Native Seeds for Edgewood’s Grasslands
Once we reduced the density of invasive species, we seeded some of the plots with either a native seed mix or “boutique” seeds which have been matched to specific locations based on the soil, moisture, and sun conditions of each test block. The seed mix is purchased from a specialty grower, Hedgerow Farms, and includes native yarrow seeds propagated specifically for Edgewood, along with other wildflowers appropriate for our area. The “boutique” seeds have been hand-collected by Friends of Edgewood volunteers under a special permit from San Mateo County Parks. Plants from some of these seeds are growing at our own Edgewood Farms (near the Day Camp picnic area) so that we can create more seeds to collect for future efforts.

Here are some of the native plants that make up the “boutique” seeds being used in our experiment.
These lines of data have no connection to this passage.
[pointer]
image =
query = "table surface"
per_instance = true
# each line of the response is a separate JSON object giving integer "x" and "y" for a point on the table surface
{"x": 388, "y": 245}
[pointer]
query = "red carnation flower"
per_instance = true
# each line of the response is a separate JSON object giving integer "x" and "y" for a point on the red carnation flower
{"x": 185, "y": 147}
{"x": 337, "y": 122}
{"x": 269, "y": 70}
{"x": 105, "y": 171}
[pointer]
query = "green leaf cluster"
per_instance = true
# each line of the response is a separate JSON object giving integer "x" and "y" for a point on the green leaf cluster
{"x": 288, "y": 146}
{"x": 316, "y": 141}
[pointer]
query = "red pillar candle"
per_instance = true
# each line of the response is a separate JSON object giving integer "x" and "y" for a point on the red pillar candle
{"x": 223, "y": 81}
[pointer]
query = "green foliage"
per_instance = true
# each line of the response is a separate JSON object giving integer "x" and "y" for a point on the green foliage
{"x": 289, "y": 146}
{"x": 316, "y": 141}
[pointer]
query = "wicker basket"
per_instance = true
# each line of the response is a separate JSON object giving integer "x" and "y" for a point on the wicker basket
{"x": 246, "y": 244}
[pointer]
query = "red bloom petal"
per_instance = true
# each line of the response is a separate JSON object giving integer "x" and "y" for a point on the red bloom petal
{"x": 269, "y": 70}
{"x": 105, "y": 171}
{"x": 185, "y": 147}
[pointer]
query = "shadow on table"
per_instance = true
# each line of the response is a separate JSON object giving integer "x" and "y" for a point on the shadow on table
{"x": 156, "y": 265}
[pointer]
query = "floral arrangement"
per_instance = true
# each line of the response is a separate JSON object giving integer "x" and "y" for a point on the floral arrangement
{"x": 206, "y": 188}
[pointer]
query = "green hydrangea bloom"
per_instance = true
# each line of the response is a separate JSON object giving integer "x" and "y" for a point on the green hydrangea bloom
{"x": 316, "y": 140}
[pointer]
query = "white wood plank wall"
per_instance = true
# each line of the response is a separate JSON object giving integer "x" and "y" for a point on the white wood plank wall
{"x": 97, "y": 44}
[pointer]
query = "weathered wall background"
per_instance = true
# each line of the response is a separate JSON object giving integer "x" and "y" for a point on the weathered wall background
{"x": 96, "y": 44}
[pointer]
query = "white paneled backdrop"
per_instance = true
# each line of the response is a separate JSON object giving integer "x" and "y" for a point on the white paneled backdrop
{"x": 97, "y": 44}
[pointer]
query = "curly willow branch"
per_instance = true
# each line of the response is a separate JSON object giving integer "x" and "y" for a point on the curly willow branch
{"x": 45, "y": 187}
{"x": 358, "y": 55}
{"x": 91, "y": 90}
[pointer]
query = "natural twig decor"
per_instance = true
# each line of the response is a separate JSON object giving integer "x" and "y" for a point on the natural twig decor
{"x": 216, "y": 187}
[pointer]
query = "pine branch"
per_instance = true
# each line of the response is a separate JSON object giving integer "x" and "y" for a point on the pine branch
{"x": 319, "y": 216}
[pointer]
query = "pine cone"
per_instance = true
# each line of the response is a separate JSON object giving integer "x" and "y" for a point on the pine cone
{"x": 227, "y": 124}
“Boutique” Seeds Collected at Edgewood
Scientific Name Common Name
Acmispon americanus American trefoil
Asclepias fascicularis Narrow-leaved milkweed
Calochortus argillosus Clay Mariposa lily
Clarkia rubicunda Farewell-to-spring
Danthonia californica California oat grass
Dichelostemma capitatum Blue Dicks
Elymus glaucus Blue wild rye
Elymus multisetus Big squirreltail grass
Eschscholzia californica California poppy
Grindelia hirsutula Hairy gumweed
Heterotheca sessiliflora ssp. echioides Bristly goldenaster
Hordeum brachyantherum Meadow barley
Lasthenia californica California goldfields
Lupinus bicolor Miniature lupine
Madia elegans Common madia
Phalaris californicus California canary grass
Platystemon californicus Cream cups
Primula hendersonii Henderson’s shooting star
Sisyrinchium bellum Blue-eyed grass
Stipa lepida Foothill needle grass
Stipa pulchra Purple needle grass
Taraxia ovata Sun cups
Wyethia angustifolia Narrow-leaved mule ears

What Have We Learned?
The first set of treatments began in January 2021. The results from the 2021 growing season showed that the HMP plus seeds treatment was clearly superior. The plots bounded by the blue and yellow stakes saw the greatest increase in number of native species, while the densities of non-native species decreased.

Based on these results, we decided to focus solely on the HMP plus seed treatment for the 2022 growing season. The HMP plus seed treatment was applied in November 2021 at five of the test sites. The plot size was increased from 49 sq. meters to 900 sq. meters per test plot. After recently germinated plants were eliminated using HMP, a seed mix was distributed over the area which was then covered with a thin layer of rice straw, which will keep the seed from being eaten by birds and help retain moisture. In the areas bounded by yellow and pink flags, we added a variety of boutique seeds collected from Edgewood and amplified at Edgewood Farms.

It will take several years to fully evaluate the effects of the treatment experiment. We will be monitoring the new 2022 treatments, as well as the test plots from 2021, and report on our overall findings later in the fall.